I know that last paragraph was quite the rant and off topic a bit but it’s what I currently face as I try to enter the civilian field. I feel as though I’d be a great LEO but because I suffer from something I can’t be cured of I’m suddenly unreliable.
Okay, I think I’ll stop with the tirade about that. Moving on…
Well, since police work didn’t quite pan out for me, I’ve gone ahead and moved on. I decided to work with a company that helps veterans find positions with large corporations. Though most of their hiring lists are engineering/communications heavy, I’ve been lucky enough to see that many employers do wish to hire managers. The core of my officer duties was managing people and I really did enjoy that. It brought a lot of joy and satisfaction working with others in getting a task complete. It filled my heart with joy when I was able to see those who excelled at what they did and know that I could ensure they got the recognition they deserved. My nature to be very organized (I’m a big planner) really helped in driving a team to reach a goal. Knowing that companies out there look for that kind of leadership is comforting.

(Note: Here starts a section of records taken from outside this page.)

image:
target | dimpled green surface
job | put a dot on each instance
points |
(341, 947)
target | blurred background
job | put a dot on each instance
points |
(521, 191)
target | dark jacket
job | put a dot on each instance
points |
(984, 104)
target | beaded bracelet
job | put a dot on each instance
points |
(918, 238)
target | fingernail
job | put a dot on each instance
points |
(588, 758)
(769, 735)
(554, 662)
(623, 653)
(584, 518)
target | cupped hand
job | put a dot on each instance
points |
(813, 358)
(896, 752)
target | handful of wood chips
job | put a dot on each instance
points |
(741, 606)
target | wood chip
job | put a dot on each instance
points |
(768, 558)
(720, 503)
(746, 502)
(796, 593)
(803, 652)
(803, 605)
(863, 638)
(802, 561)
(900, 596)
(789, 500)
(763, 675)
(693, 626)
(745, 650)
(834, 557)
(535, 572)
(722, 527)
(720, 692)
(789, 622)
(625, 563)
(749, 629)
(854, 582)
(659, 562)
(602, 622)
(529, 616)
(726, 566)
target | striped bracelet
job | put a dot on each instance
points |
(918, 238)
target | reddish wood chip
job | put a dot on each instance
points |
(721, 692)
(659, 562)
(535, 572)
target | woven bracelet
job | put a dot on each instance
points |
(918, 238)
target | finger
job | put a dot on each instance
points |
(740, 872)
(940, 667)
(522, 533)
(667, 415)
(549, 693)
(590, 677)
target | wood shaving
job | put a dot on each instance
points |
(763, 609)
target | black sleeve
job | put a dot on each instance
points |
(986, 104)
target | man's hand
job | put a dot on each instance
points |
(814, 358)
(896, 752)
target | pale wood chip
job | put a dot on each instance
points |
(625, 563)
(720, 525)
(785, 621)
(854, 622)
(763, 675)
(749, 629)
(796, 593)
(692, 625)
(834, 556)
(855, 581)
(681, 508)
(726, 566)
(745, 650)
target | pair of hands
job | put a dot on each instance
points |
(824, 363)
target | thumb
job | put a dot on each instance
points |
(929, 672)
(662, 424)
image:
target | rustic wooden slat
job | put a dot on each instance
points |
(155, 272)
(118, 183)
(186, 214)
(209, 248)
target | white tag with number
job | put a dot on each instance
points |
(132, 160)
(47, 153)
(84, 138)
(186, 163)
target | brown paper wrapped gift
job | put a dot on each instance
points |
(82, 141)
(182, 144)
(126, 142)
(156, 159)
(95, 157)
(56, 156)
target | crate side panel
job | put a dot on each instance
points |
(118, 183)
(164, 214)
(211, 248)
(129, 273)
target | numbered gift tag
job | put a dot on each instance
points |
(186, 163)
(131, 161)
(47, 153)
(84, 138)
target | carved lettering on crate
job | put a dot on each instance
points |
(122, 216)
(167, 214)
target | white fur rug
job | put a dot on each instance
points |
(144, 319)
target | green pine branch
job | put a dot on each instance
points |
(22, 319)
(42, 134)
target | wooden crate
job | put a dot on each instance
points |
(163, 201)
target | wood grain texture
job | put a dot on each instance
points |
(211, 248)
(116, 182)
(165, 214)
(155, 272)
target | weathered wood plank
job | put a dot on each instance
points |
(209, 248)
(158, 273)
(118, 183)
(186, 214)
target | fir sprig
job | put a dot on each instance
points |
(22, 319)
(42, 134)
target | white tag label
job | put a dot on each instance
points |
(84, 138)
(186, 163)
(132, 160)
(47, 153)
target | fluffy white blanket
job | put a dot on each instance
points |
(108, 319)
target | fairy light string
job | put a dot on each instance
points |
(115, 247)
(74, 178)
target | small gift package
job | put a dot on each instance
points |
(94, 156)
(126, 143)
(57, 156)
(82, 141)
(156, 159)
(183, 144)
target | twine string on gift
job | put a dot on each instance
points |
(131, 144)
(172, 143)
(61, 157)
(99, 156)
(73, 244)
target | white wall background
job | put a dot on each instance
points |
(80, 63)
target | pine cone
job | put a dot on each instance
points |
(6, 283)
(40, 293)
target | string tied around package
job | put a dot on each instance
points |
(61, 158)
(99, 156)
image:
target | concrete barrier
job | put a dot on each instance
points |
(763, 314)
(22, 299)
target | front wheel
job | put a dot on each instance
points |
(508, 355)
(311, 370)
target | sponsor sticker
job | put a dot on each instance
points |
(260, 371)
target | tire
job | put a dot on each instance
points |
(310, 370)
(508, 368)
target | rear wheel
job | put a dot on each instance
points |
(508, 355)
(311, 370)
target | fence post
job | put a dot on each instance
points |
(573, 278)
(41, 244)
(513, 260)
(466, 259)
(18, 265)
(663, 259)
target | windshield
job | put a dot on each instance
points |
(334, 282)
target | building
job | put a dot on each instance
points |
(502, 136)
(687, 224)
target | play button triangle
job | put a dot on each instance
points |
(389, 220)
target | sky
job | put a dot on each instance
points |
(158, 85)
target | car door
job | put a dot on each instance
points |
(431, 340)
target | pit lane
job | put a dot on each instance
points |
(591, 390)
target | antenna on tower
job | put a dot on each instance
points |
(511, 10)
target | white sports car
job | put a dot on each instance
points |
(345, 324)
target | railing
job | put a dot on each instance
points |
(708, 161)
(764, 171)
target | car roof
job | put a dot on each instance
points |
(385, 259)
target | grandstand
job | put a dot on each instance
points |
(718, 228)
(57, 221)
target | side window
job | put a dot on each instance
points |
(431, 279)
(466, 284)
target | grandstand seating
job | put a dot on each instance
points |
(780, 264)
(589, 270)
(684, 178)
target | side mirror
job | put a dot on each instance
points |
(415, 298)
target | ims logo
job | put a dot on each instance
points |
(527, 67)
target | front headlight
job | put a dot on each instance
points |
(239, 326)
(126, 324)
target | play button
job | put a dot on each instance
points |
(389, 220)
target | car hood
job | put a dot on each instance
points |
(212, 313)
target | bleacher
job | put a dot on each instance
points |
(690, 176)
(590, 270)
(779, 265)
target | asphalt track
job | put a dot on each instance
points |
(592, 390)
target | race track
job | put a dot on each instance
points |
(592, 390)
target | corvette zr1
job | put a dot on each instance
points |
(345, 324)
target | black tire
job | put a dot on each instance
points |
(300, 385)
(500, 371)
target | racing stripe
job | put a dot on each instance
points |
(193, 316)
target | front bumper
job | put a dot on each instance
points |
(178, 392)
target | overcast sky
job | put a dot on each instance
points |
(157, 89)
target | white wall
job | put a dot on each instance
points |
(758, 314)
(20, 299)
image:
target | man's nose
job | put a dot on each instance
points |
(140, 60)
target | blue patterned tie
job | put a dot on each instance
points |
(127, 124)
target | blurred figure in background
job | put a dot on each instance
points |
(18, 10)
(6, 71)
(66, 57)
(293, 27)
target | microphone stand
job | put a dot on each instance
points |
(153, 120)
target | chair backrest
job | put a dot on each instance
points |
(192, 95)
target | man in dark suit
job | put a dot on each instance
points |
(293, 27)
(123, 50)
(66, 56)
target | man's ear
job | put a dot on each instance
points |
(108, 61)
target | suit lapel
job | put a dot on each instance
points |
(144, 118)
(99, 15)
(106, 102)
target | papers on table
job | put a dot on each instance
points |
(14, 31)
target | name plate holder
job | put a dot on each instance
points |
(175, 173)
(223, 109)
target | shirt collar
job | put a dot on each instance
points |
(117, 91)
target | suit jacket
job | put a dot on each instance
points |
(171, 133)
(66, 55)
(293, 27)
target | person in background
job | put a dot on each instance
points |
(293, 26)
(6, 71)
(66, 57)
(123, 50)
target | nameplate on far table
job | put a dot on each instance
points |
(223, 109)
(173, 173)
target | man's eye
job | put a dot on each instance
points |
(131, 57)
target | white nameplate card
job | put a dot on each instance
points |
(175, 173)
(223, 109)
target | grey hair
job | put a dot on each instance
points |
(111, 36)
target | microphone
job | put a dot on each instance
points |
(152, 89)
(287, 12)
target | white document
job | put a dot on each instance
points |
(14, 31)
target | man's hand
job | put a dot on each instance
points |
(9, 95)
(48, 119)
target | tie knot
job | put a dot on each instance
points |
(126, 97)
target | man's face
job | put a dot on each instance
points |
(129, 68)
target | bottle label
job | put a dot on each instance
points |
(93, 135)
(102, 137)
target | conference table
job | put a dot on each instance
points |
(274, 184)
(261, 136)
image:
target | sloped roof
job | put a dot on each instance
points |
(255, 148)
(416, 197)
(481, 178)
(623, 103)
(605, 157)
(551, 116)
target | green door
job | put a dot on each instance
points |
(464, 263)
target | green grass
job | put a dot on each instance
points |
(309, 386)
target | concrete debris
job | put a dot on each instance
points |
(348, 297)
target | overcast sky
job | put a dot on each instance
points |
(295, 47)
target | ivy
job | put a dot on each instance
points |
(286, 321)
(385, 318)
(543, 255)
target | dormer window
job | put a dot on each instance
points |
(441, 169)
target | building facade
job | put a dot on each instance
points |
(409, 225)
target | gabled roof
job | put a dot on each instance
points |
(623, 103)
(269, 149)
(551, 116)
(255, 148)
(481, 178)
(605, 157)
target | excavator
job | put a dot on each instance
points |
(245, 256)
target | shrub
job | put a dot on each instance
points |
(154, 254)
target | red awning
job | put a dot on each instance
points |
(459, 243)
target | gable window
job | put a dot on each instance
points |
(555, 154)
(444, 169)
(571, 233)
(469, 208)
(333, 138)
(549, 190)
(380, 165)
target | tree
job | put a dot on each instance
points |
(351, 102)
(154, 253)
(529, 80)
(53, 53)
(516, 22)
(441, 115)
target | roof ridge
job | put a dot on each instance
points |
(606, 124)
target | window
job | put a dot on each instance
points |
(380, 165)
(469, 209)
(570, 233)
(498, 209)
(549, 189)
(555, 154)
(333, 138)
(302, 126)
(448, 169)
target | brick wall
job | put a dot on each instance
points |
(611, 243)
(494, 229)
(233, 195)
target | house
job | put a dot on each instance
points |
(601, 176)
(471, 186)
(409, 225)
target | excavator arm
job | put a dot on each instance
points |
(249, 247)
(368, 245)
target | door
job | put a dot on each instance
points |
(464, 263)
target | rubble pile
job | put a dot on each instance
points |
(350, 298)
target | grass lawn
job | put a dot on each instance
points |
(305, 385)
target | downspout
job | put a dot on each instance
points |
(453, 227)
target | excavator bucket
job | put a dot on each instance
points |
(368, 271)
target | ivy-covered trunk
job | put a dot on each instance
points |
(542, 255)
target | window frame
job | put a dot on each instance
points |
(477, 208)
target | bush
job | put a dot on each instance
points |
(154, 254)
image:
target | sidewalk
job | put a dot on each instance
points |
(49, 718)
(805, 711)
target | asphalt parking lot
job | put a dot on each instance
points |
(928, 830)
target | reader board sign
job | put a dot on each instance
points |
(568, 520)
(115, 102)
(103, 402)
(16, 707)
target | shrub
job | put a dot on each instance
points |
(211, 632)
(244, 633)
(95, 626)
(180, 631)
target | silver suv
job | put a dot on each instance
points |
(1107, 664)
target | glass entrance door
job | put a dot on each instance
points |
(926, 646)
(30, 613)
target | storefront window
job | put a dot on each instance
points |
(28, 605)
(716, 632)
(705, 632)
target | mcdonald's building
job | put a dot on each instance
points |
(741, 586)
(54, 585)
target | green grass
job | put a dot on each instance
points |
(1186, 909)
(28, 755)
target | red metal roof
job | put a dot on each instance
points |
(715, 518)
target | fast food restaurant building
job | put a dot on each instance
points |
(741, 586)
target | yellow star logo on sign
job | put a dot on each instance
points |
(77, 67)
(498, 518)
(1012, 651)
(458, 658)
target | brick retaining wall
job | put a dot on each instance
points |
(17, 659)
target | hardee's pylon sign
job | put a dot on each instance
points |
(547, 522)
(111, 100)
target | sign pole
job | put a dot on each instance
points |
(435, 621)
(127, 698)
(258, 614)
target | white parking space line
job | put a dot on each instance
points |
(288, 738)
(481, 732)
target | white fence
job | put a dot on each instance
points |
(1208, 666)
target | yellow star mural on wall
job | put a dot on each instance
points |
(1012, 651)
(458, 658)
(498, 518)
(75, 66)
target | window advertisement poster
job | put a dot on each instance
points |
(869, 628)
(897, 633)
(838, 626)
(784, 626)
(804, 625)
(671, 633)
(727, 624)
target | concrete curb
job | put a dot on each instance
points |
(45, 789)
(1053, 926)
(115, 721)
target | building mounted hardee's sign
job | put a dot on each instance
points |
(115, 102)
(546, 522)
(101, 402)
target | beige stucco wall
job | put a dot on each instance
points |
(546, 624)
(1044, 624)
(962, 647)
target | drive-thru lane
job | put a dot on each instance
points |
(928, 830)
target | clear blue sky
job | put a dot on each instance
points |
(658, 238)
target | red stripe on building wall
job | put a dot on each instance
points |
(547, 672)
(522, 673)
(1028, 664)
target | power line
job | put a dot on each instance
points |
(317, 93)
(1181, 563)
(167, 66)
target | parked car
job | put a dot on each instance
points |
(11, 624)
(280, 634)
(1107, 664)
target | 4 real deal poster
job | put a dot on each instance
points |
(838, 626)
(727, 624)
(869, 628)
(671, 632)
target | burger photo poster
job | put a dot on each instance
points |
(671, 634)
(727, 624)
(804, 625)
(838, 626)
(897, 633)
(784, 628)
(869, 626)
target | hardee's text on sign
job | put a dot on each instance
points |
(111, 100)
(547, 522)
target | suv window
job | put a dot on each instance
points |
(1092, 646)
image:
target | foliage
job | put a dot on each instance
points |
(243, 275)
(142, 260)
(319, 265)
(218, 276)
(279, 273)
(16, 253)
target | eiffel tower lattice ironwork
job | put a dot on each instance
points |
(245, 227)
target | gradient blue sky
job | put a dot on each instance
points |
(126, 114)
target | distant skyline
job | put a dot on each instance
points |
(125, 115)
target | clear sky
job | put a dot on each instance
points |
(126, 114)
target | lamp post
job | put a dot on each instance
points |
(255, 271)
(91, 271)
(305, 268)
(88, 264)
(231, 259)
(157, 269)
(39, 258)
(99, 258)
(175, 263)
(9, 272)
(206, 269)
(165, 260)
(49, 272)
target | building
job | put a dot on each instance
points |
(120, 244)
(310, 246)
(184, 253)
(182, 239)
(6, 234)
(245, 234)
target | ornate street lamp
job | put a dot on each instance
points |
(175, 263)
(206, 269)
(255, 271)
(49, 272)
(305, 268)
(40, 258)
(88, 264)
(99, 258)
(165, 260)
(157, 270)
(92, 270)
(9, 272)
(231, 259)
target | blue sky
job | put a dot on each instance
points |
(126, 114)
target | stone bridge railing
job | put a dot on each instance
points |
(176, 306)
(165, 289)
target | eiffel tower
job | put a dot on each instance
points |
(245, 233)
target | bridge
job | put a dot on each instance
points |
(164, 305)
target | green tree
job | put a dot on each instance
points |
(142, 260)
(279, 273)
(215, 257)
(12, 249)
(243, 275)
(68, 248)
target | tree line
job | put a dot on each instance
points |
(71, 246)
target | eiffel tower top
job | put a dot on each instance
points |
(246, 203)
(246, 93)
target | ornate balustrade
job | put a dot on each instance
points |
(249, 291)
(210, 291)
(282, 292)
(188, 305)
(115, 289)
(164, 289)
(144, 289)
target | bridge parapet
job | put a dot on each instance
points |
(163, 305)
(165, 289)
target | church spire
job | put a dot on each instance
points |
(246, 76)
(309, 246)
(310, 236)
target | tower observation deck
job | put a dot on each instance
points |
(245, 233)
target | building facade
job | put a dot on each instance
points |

All that time outside of my degree specialty wasn’t for naught. I don’t have to start from scratch or go back to school to hopefully beef up my lab skills. I can find a good job doing what I learned to do and know I can do well. I just need the help finding those jobs. That’s what this agency is helping me do and I’m so glad to have them.
Well, that’s enough rambling on my part. I’m a month out from my marathon so I’ll be posting about that sometime in the next few days. I really need to get back into talking about running again =D.